The mathematical modelling cycle that is represented in the inner-most box of Figure 1 denotes the stages that the problem solver goes through when demonstrating ML that takes place with the problem in context. Working on a problem might require problem formulation, employing mathematical concepts or procedures, or interpreting and evaluating a mathematical solution. These three processes are important for both ML and the modeling course that builds on basic mathematical abilities that also build on an individual's mathematical knowledge about specific content. (OECD, 2013, 2017). Mathematical process categories are (OECD, 2013, pp. 28-30):

• Formulate: It refers to the ability of individuals to recognize and identify chances of using mathematics to provide mathematical structure to solve a problem presented in some contextualized form.

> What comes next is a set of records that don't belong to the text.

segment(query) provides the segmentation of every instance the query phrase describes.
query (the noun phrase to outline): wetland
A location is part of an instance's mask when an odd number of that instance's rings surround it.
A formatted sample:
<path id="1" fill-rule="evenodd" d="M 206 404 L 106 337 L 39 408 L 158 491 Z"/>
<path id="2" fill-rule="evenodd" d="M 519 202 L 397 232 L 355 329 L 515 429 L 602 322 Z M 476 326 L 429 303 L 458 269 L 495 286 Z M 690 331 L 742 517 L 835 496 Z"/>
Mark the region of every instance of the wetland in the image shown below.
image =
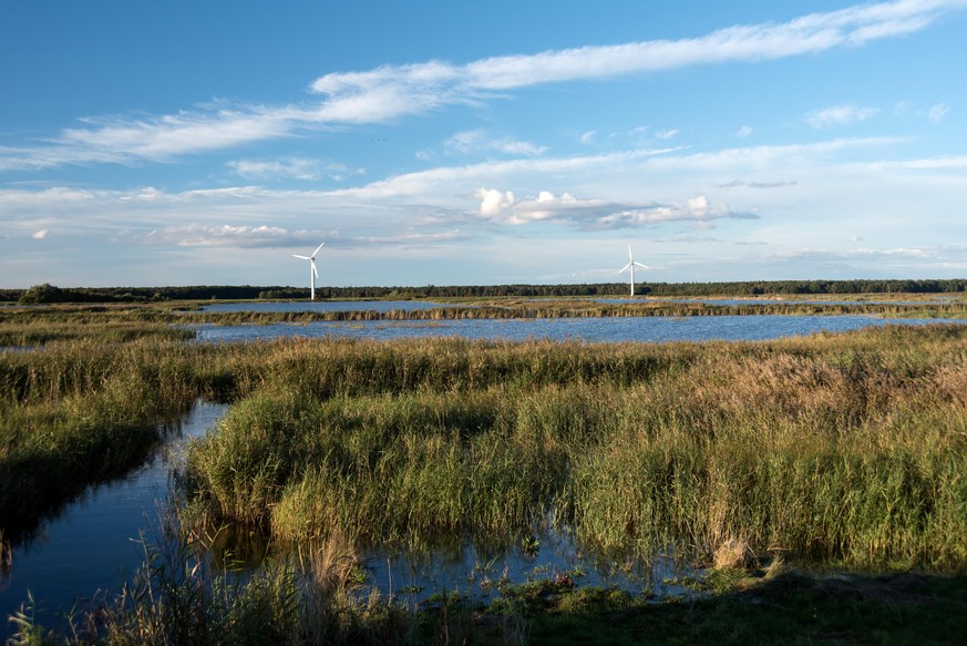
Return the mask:
<path id="1" fill-rule="evenodd" d="M 864 599 L 856 615 L 885 612 L 866 598 L 872 586 L 904 608 L 898 629 L 932 622 L 943 640 L 947 624 L 926 621 L 919 603 L 927 591 L 942 608 L 964 601 L 967 327 L 956 320 L 731 342 L 196 339 L 206 326 L 494 320 L 483 315 L 497 307 L 639 325 L 740 316 L 625 305 L 4 310 L 2 343 L 32 347 L 0 353 L 6 566 L 16 574 L 19 555 L 90 485 L 148 460 L 164 422 L 202 398 L 225 412 L 189 442 L 172 516 L 64 639 L 176 642 L 165 633 L 174 622 L 212 643 L 269 636 L 259 630 L 285 642 L 539 643 L 560 622 L 579 632 L 616 613 L 623 630 L 654 624 L 695 637 L 723 613 L 763 622 L 767 611 L 747 603 L 755 595 L 830 604 L 829 626 L 804 633 L 822 637 L 845 621 L 826 596 Z M 963 316 L 949 301 L 722 307 Z M 428 589 L 400 574 L 428 550 L 455 552 L 463 580 Z M 548 561 L 558 553 L 566 558 Z M 233 563 L 245 560 L 258 565 L 240 576 Z M 608 567 L 638 572 L 638 588 Z M 608 575 L 587 576 L 593 568 Z M 835 575 L 803 574 L 816 571 Z M 28 609 L 11 629 L 42 636 Z"/>

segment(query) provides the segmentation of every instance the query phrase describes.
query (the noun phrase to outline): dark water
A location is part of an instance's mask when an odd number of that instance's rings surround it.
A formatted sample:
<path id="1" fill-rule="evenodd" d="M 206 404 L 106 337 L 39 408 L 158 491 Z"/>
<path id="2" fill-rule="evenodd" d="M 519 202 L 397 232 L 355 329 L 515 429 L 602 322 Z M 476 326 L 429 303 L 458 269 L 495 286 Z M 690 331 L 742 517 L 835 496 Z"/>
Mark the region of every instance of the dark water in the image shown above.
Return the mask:
<path id="1" fill-rule="evenodd" d="M 399 309 L 399 304 L 390 304 Z M 404 301 L 408 303 L 409 301 Z M 295 304 L 267 304 L 275 307 Z M 305 304 L 299 304 L 305 306 Z M 323 304 L 318 304 L 323 305 Z M 325 304 L 331 305 L 331 304 Z M 346 304 L 339 304 L 343 307 Z M 372 303 L 359 304 L 372 309 Z M 415 305 L 415 304 L 414 304 Z M 421 306 L 431 306 L 421 303 Z M 215 307 L 215 306 L 213 306 Z M 246 309 L 258 306 L 247 305 Z M 204 326 L 203 340 L 246 341 L 285 336 L 360 337 L 394 339 L 424 336 L 461 336 L 473 339 L 574 339 L 583 341 L 701 341 L 757 340 L 837 332 L 889 322 L 923 325 L 925 320 L 889 320 L 867 316 L 743 316 L 743 317 L 626 317 L 537 320 L 472 319 L 455 321 L 360 321 L 307 325 Z M 954 322 L 954 321 L 951 321 Z M 963 321 L 956 321 L 963 322 Z M 178 428 L 172 429 L 167 450 L 128 476 L 93 488 L 49 521 L 38 539 L 14 548 L 9 572 L 0 573 L 0 618 L 16 612 L 31 591 L 45 624 L 99 589 L 117 589 L 143 563 L 140 534 L 158 525 L 160 506 L 168 496 L 177 448 L 185 439 L 212 428 L 225 407 L 198 402 Z M 151 539 L 151 536 L 150 536 Z M 680 573 L 669 560 L 654 563 L 611 563 L 582 553 L 565 533 L 538 535 L 541 548 L 525 554 L 517 546 L 492 550 L 463 543 L 432 554 L 372 552 L 368 555 L 371 585 L 382 594 L 414 601 L 432 592 L 460 591 L 486 596 L 506 576 L 514 582 L 568 574 L 577 584 L 618 585 L 655 594 L 680 594 L 666 580 Z M 420 592 L 415 592 L 415 591 Z M 413 591 L 413 592 L 408 592 Z M 82 596 L 78 596 L 82 595 Z M 4 627 L 10 633 L 13 626 Z"/>
<path id="2" fill-rule="evenodd" d="M 158 525 L 169 474 L 186 440 L 203 437 L 226 408 L 197 402 L 179 424 L 165 429 L 164 447 L 150 462 L 126 478 L 92 488 L 48 521 L 29 545 L 14 547 L 10 572 L 0 575 L 0 634 L 12 630 L 7 616 L 27 601 L 28 589 L 44 624 L 75 601 L 83 608 L 97 589 L 119 589 L 144 562 L 140 532 Z"/>
<path id="3" fill-rule="evenodd" d="M 551 339 L 588 342 L 753 341 L 821 331 L 843 332 L 887 324 L 926 322 L 937 321 L 853 315 L 321 321 L 261 326 L 202 326 L 198 328 L 198 338 L 206 341 L 251 341 L 278 337 L 332 336 L 389 340 L 455 336 L 470 339 Z"/>

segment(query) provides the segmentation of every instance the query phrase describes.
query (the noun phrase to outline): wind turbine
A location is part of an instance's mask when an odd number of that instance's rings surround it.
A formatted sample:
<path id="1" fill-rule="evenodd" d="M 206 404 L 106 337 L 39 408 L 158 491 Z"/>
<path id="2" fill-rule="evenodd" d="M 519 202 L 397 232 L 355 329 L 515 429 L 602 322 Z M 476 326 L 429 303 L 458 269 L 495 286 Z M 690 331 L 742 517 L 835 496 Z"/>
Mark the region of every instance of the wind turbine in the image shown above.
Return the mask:
<path id="1" fill-rule="evenodd" d="M 641 263 L 636 260 L 634 256 L 631 256 L 631 245 L 628 245 L 628 264 L 621 267 L 621 270 L 618 271 L 618 274 L 624 274 L 628 269 L 631 270 L 631 296 L 635 296 L 635 265 L 638 265 L 642 269 L 648 268 L 647 265 L 642 265 Z"/>
<path id="2" fill-rule="evenodd" d="M 316 269 L 316 254 L 319 253 L 319 249 L 321 249 L 325 244 L 326 243 L 322 243 L 316 247 L 316 250 L 312 252 L 311 256 L 299 256 L 298 254 L 292 254 L 294 258 L 309 260 L 309 300 L 316 300 L 316 278 L 319 277 L 319 271 Z"/>

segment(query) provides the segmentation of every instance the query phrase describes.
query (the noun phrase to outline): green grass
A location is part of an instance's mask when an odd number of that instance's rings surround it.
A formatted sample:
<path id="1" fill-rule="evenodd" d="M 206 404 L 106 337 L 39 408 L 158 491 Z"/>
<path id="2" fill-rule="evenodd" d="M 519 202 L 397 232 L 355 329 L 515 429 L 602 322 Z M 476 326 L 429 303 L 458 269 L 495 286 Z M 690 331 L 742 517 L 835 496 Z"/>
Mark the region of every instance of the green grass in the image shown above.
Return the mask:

• Employ: It refers to the students’ ability to apply “mathematical concepts, facts, procedures, and reasoning” to solve mathematically the formulated problems and get mathematical decisions.

• Interpret: It refers to the ability of individuals to "interpret, apply, and evaluate mathematical results". This includes translating mathematical solutions or thinking back in the context of the problem to assess plausible outcomes and understand the context of the problem.

The definition of ML continued to have the same focus with slight changes each cycle until its definition for PISA 2021 where the major subject will be ML, that defined as follows by (OECD, 2018a):

Mathematical literacy is an individual’s capacity to reason mathematically and to formulate, employ, and interpret mathematics to solve problems in a variety of real-world contexts. It includes concepts, procedures, facts and tools to describe, explain and predict phenomena. It assists individuals to know the role that mathematics plays in the world and to make the well-founded judgments and decisions needed by constructive, engaged and reflective 21st century citizens. (OECD, 2018a, p. 8)

OECD (2018a, p. 10) presented an overview of the major constructs of this framework and indicates the relationship among these constructs shown in Figure 2.

Figure 2: Mathematical literacy framework for PISA 2021

This definition clarifies, for assessment considerations, that mathematical literacy occurs in real-world contexts. Additionally, ML “assists individuals to know the role that mathematics plays in the world and to make the well-founded judgments and decisions needed by constructive, engaged and reflective 21st century citizens”

(OECD, 2018a).

It is worth noting that the definition of ML focuses on mathematical thinking as well as on the use of mathematics to solve real problems (OECD, 2018a).

Mathematical reasoning has been placed at the center of both the problem-solving cycle and ML as a new addition to the framework of PISA 2021. Therefore, ML consist of two main parts that cannot be separated, namely mathematical reasoning and problem-solving (OECD, 2018a, 2018b), while ML plays a vital role represented in the ability to use mathematics to solve real-life problems, mathematical reasoning goes beyond problem-solving in its traditional sense to include making judgments about societal problems that can be solved using mathematics. The assessment focus has been shifted, the trend is to move away from performing basic calculations to use new technologies because of the fast change of the world (OECD, 2018a, 2018b).

Jablonka (2003) stated that “ML is connected to learning how to think, but not to learning what to think about”. The primary implications of an emphasis on ML for mathematics teachers are clear. Mathematics must be logical for students to understand, and it must be based on their experiences, and any math education must be based on their previous experiences. (O’Shea, 2009).